Italian Sounding: il Consorzio Parmigiano Reggiano stima un danno pari a 2 miliardi di euro - InformaCibo

Italian Sounding: il Consorzio Parmigiano Reggiano stima un danno pari a 2 miliardi di euro

Il Presidente Bertinelli: “Per il Parmigiano Reggiano Dop, la maggior parte dei casi di italian sounding consiste nel fenomeno dell’evocazione del nome: operatori di tutto il mondo cercano di sfruttare l’ottima reputazione del nostro prodotto”

di Donato Troiano

Ultima Modifica: 24/11/2020

Nicola Bertinelli, presidente del Consorzio Parmigiano Reggiano, ha partecipato al Dairy Summit: la filiera lattiero-casearia si è data appuntamento per riflettere sulla comunicazione e le fake news.

L’incontro è stata anche l’occasione per discutere di Italian Sounding

Per quanto riguarda il Parmigiano Reggiano DOP, la maggior parte dei casi di italian sounding consiste nel fenomeno dell’evocazione/imitazione del nome: operatori di tutto il mondo cercano infatti di sfruttare la notorietà e l’ottima reputazione del nostro prodotto richiamandone, con diverse modalità, la denominazione. Sono comuni anche i casi di prodotti trasformati che, in etichetta, segnalano impropriamente la presenza di Parmigiano Reggiano, per trarne un indebito vantaggio” – ha dichiarato Bertinelli.

“Il fenomeno – prosegue Bertinelliha una dimensione economica rilevante: il Consorzio stima, infatti, che il giro d’affari del falso Parmesan, considerando soltanto l’area extra UE, sia pari a 2 miliardi di euro, circa 200.000 tonnellate di prodotto, vale a dire 15 volte il volume del Parmigiano Reggiano DOP esportato.
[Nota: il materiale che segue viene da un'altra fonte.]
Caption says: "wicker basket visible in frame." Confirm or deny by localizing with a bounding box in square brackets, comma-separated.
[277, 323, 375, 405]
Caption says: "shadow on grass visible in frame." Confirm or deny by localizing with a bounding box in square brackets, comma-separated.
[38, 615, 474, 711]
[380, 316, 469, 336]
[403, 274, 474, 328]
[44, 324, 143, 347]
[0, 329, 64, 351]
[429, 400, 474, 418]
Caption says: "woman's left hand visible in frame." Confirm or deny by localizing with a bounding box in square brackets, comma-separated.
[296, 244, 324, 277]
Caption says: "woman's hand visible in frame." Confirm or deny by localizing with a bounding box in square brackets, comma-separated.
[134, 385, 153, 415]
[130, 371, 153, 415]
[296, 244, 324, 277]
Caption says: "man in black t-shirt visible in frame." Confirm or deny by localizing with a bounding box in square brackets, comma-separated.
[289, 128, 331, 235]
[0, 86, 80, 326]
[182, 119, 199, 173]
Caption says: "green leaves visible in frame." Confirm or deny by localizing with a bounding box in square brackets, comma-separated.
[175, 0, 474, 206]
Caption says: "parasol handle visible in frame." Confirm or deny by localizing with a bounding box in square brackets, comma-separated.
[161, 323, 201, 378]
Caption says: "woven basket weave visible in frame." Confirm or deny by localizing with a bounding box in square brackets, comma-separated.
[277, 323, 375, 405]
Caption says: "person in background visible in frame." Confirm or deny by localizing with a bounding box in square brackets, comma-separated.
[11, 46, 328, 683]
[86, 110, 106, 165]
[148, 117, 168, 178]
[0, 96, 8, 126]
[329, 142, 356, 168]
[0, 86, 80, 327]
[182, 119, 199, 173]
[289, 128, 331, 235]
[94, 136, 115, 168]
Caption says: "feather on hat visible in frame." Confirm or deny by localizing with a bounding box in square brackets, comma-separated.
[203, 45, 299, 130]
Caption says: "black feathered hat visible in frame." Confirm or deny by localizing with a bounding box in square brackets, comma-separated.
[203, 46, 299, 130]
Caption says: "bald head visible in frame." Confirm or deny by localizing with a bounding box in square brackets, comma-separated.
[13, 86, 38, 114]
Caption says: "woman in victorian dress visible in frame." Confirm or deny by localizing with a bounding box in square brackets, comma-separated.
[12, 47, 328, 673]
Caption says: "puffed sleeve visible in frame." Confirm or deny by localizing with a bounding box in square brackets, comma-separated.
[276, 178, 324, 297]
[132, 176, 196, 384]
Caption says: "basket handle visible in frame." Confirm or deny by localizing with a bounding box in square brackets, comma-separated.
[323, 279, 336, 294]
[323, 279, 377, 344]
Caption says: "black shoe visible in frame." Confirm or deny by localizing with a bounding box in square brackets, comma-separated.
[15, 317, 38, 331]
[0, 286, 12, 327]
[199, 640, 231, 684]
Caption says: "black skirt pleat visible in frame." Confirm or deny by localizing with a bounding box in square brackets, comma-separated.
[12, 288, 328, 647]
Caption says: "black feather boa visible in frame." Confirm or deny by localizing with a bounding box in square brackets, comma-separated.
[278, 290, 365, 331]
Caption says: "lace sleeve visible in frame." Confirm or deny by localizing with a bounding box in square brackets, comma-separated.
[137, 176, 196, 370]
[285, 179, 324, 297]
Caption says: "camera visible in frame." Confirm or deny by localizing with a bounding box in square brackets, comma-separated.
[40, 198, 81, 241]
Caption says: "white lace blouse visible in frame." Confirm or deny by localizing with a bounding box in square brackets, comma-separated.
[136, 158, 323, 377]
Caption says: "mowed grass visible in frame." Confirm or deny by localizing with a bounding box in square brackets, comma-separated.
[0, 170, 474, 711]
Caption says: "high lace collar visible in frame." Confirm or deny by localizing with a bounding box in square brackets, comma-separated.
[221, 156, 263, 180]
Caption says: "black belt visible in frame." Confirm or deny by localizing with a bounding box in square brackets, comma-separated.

I casi sono distribuiti un po’ ovunque nel mondo ma sicuramente Stati Uniti e Canada rappresentano i Paesi extra UE più colpiti da questo fenomeno. Il consumatore americano che acquista il parmesan è spesso convinto di acquistare un prodotto italiano. Il Consorzio ha mostrato ad un campione significativo di consumatori americani un Parmesan che riportava in etichetta l’indicazione esplicita ‘Made in Winsconsin’. Due terzi del campione intervistato ha dichiarato di ritenere il prodotto di provenienza italiana. Allo stesso modo, in Nuova Zelanda abbiamo fatto un sondaggio in cui abbiamo interrogato i consumatori sull’origine di alcuni prodotti: latte, pane e uova non sono stati associati a nessuna area di origine. Quando abbiamo mostrato il nome parmesan i consumatori erano concordi sul fatto che provenisse dall’Italia. Ciò significa che parmesan non è generico. Per questo motivo il Consorzio del Parmigiano Reggiano si batte affinché, anche fuori dall’Unione Europea, il nome Parmesan possa essere utilizzato solo per l’autentico prodotto Parmigiano Reggiano. Altrimenti, non saranno solo le aziende italiane a subire un danno, ma tutti i consumatori americani che vengono ingannati perché acquistano un fake nella consapevolezza di acquistare il vero Parmigiano Reggiano”.

 “Mi appello infine al mondo della politica – aggiunge Bertinelli – perché la tutela delle eccellenze italiane non passa più solo attraverso i finanziamenti alla filiera agroalimentare ma anche attraverso il forte sostegno alle azioni legali intraprese dai Consorzi di Tutela in tutto il mondo per difendere i nostri prodotti”.

“Kraft è un colosso da oltre 20 miliardi di euro – precisa il presidente del Consorzio – e il Consorzio del Parmigiano Reggiano si è opposto in Nuova Zelanda alla registrazione del marchio ‘Kraft Parmesan Cheese’, vincendo come Davide nella lotta contro Golia. Il Consorzio è e sarà sempre dalla parte dei nostri 320 piccoli caseifici nella lotta contro i giganti. Ma la nostra ambizione non è quella di mettere una bandierina in Oceania. Non basta”. 

“I prossimi anni saranno cruciali per la lotta all’Italian Sounding e dobbiamo farci trovare pronti. Per vincere, deve essere chiaro che i prodotti a Indicazione Geografica hanno bisogno del pieno sostegno del Governo. Senza l’appoggio delle istituzioni, i Consorzi non potranno mai ambire alla vittoria contro le mega-multinazionali. Ecco allora – conclude Bertinelli – che il coordinamento tra i Ministeri è fondamentale per evitare cortocircuiti come purtroppo è capitato per l’articolo 23 del ddl di bilancio”.